From reminiscing about the freedom of last weekend to remembering early quarantine (how did we collectively obsess over Tiger King for weeks on end?), nostalgia has unexpectedly defined this whirlwind chapter of our lives. When deep in the throes of midterm season or personal struggles, I’ve clung to nostalgia as a temporary form of escapism. Our camera rolls become a mosaic of memories—the first trip to “The Bean,” move-in day, late-night Bart Mart runs. Spring quarter burnout and recent polarizing events have provoked a deep sense of fear and uncertainty within UChicago’s community, making it more important than ever to create these channels for emotional release.

Your average UChicago contrarian would, at this point, perhaps argue against nostalgia—It’s not a coping mechanism. You’re wasting time vicariously living through your past self! But I, among the mass of people who enjoy relishing in nostalgia and glamorizing those ’90s-esque film photos in our Instagram feeds, think that there’s a lesson to be learned here. More often than not, nostalgia provides us with a cohesive narrative of our lives thus far; now, it’s also become a way to make sense of the ambiguity of the present and future. We get a chance to view those treasured memories as individual time capsules, and we can take this as an opportunity to learn more about what we want from our lives and from ourselves.

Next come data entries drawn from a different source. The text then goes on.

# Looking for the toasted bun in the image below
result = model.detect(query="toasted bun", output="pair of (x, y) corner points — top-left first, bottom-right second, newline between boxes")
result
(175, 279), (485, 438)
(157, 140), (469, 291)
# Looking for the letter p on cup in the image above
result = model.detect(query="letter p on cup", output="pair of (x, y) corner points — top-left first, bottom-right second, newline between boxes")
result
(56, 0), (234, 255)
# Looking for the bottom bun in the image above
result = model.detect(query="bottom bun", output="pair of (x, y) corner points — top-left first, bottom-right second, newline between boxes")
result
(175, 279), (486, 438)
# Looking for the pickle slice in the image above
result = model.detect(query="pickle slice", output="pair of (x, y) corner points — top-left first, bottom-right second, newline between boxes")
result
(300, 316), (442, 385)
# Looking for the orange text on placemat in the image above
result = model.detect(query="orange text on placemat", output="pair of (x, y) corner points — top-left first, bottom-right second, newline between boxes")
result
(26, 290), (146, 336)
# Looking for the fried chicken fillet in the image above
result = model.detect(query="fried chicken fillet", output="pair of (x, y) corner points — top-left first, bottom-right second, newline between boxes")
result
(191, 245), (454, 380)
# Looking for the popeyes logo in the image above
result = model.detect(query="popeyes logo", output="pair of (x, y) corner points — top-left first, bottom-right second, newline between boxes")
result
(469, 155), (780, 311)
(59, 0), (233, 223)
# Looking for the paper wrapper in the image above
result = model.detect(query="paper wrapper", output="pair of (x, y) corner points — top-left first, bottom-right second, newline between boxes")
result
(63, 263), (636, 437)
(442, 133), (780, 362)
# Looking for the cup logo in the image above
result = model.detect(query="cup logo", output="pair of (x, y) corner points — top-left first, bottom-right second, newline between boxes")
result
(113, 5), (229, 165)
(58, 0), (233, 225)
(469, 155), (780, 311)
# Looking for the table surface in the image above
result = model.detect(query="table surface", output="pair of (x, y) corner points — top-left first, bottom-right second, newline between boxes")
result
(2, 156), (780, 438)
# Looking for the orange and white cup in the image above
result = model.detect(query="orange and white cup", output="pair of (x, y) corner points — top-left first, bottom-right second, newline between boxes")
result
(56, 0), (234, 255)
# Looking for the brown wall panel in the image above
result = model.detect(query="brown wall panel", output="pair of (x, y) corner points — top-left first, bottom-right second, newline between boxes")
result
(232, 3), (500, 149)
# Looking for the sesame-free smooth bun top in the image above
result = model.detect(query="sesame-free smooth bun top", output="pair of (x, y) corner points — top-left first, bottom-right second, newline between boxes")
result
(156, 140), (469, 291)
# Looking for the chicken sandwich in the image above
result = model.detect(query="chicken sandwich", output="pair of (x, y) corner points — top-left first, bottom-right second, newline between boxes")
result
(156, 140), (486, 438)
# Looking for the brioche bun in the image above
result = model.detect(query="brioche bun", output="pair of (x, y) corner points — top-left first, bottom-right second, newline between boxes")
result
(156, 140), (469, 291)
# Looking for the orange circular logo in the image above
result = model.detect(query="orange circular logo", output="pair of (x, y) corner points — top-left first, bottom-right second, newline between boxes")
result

As vaccines become more widespread, the promise of a normal college experience is around the corner. We can use nostalgia as a way to draw more carefully what we want from our post-COVID selves. Looking back at old pictures and experiences, forgotten classes, and expired phases, we remember the periods of our lives that were saturated with doubt and rediscovery. As our notions of time have become more malleable, another idea solidifies: we have only 24 hours of the day to add to our inventory of experiences. That window of time is indispensable. As we enter the second half of spring quarter—and near the end of this wildly unorthodox school year—I urge you to think about nostalgia as a learning experience rather than as our daily serotonin rush. Learning to find comfort in the good times (past and present) is a perfect place to start.

Rachel Ong is a first-year in the College.